Another opposition leader, Arseniy Yatsenyuk, said that after the events of the last day "we awoke in a new country. Ukraine after Vilnius is more like Belarus," the authoritarian former Soviet republic to the north, according to Interfax.

Yanukovych abruptly changed course for integration with the EU last week. The move angered many in Ukraine, where nearly half of the population of around 45 million favors closer ties with the EU.

Yanukovych argued that Ukraine can't afford to sacrifice trade with Russia, which regards Ukraine as historically part of its orbit and has tried to block the deal by banning some of Ukraine's imports and threatening more trade sanctions. A 2009 dispute between Kiev and Moscow on gas prices resulted in a three-week cutoff of gas to Ukraine.

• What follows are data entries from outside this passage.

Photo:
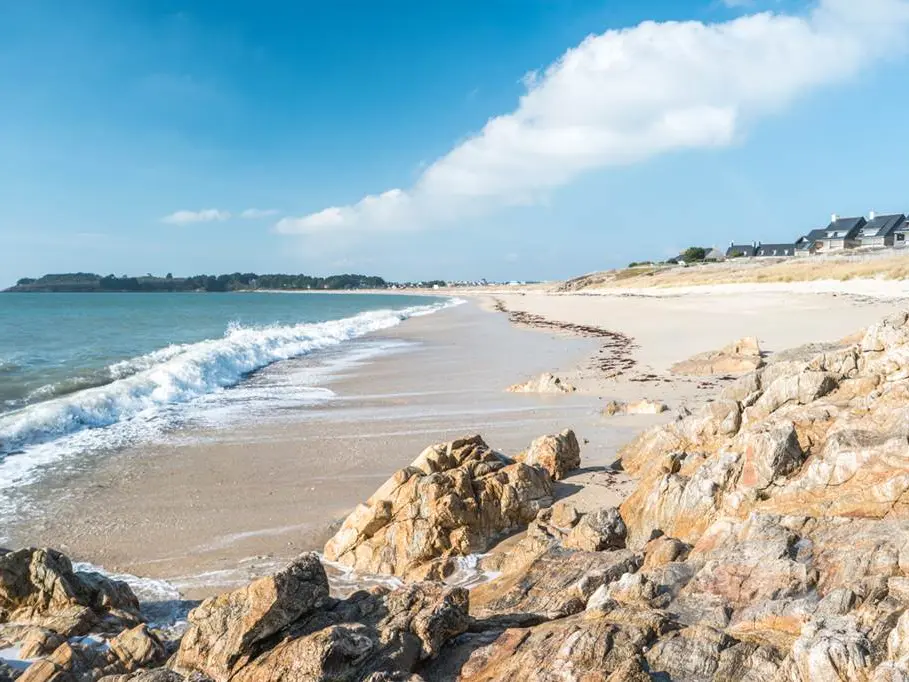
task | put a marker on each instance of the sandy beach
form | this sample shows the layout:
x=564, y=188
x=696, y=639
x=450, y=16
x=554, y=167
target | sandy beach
x=216, y=507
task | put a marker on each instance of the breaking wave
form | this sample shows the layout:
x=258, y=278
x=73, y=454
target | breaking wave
x=179, y=373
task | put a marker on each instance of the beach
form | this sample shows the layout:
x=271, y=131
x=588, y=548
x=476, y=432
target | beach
x=217, y=506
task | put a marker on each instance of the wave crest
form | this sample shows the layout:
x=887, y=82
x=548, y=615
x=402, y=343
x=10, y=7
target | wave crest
x=180, y=373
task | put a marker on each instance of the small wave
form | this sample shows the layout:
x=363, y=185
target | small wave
x=160, y=602
x=180, y=373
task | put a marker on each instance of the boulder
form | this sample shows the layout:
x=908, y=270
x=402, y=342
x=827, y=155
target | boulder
x=739, y=357
x=453, y=500
x=643, y=406
x=545, y=383
x=138, y=648
x=228, y=630
x=558, y=454
x=39, y=587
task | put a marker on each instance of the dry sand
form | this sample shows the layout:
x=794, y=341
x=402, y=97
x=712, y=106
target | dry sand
x=214, y=508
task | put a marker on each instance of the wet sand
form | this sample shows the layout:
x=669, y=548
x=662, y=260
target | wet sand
x=214, y=508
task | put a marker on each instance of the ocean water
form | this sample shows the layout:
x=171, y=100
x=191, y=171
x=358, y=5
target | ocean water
x=83, y=373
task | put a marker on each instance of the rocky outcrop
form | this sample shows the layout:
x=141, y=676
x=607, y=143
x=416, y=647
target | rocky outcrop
x=767, y=541
x=558, y=455
x=38, y=587
x=453, y=500
x=545, y=383
x=286, y=628
x=739, y=357
x=644, y=406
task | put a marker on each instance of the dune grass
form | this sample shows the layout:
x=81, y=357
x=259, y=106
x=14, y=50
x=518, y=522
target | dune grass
x=885, y=265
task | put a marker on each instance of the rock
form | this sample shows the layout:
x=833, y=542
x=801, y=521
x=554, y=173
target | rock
x=158, y=675
x=558, y=454
x=644, y=406
x=39, y=642
x=556, y=584
x=545, y=383
x=582, y=647
x=76, y=662
x=739, y=357
x=454, y=500
x=691, y=655
x=138, y=648
x=39, y=587
x=372, y=638
x=597, y=531
x=228, y=630
x=8, y=673
x=831, y=650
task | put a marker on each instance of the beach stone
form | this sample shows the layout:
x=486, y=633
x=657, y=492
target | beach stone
x=39, y=642
x=228, y=630
x=39, y=587
x=138, y=648
x=739, y=357
x=558, y=454
x=643, y=406
x=598, y=531
x=8, y=673
x=455, y=499
x=545, y=383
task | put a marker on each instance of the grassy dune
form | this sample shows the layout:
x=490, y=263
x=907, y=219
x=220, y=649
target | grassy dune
x=885, y=265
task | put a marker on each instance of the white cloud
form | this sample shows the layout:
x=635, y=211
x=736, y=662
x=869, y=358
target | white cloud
x=254, y=213
x=207, y=215
x=628, y=95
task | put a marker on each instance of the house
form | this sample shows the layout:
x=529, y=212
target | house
x=841, y=233
x=900, y=233
x=879, y=230
x=807, y=245
x=741, y=250
x=774, y=250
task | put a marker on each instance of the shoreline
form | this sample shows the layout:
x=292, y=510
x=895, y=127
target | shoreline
x=161, y=512
x=229, y=507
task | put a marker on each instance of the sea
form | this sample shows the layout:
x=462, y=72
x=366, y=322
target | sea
x=83, y=374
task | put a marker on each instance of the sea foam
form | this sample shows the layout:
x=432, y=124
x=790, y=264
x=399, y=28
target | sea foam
x=144, y=386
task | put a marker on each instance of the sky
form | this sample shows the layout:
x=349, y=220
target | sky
x=457, y=139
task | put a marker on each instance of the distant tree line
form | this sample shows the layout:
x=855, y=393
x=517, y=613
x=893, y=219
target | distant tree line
x=246, y=281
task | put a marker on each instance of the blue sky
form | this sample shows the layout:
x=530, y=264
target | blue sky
x=208, y=137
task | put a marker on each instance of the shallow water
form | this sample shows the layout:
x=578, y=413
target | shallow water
x=80, y=373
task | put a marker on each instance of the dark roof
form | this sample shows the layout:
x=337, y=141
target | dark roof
x=775, y=250
x=844, y=228
x=746, y=250
x=882, y=225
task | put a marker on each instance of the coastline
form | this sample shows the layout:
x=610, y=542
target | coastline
x=217, y=507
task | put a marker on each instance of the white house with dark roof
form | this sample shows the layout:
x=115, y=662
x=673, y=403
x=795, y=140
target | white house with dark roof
x=879, y=231
x=741, y=250
x=840, y=234
x=774, y=251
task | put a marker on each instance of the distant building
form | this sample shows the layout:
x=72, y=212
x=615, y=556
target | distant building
x=774, y=250
x=880, y=231
x=840, y=234
x=741, y=250
x=899, y=235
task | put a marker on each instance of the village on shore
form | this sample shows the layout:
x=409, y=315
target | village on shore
x=873, y=232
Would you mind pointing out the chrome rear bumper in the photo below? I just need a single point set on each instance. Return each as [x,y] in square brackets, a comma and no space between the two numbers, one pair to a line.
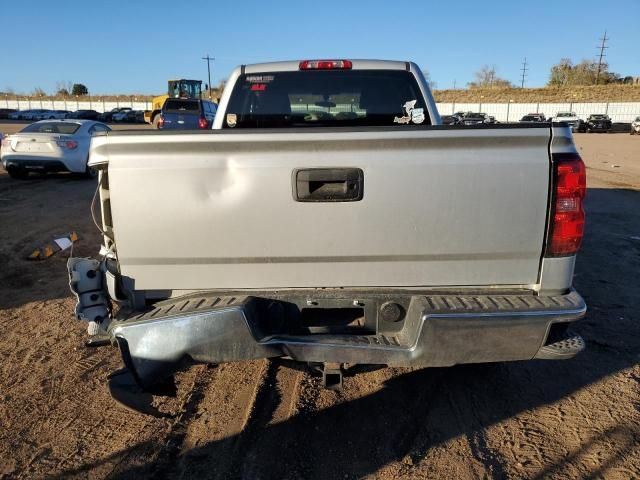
[436,331]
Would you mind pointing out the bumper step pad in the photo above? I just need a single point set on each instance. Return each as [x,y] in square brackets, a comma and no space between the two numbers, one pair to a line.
[438,331]
[566,348]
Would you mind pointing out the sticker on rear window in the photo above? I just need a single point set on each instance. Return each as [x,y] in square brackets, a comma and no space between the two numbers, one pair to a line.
[408,108]
[259,78]
[417,115]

Saturday's harsh action was in contrast to the mass protests of the 2004 Orange Revolution, when tens of thousands came to the square nightly for weeks and set up a vast tent camp on the main street leading to the square. Police had a mostly low-profile presence during those demonstrations.

Those protests forced the annulment of a fraud-tainted presidential election in which Yanukovych was shown with the most votes. A rerun of the election was ordered and Yanukovych lost to Western-leaning reformist Viktor Yushchenko.

Yanukovych was elected president five years later, narrowly defeating then-Prime Minister Yulia Tymoshenko, the leading figure of the Orange Revolution.

Tymoshenko was sentenced to seven years imprisonment in 2011 for abuse of office, a case that the West widely criticized as political revenge. The EU had set Tymoshenko's release, or at least her freedom to go to Germany for treatment of a severe back problem, as a key criterion for signing the association pact with Ukraine.

The prospect of freeing his archenemy was deeply unattractive to Yanukovych.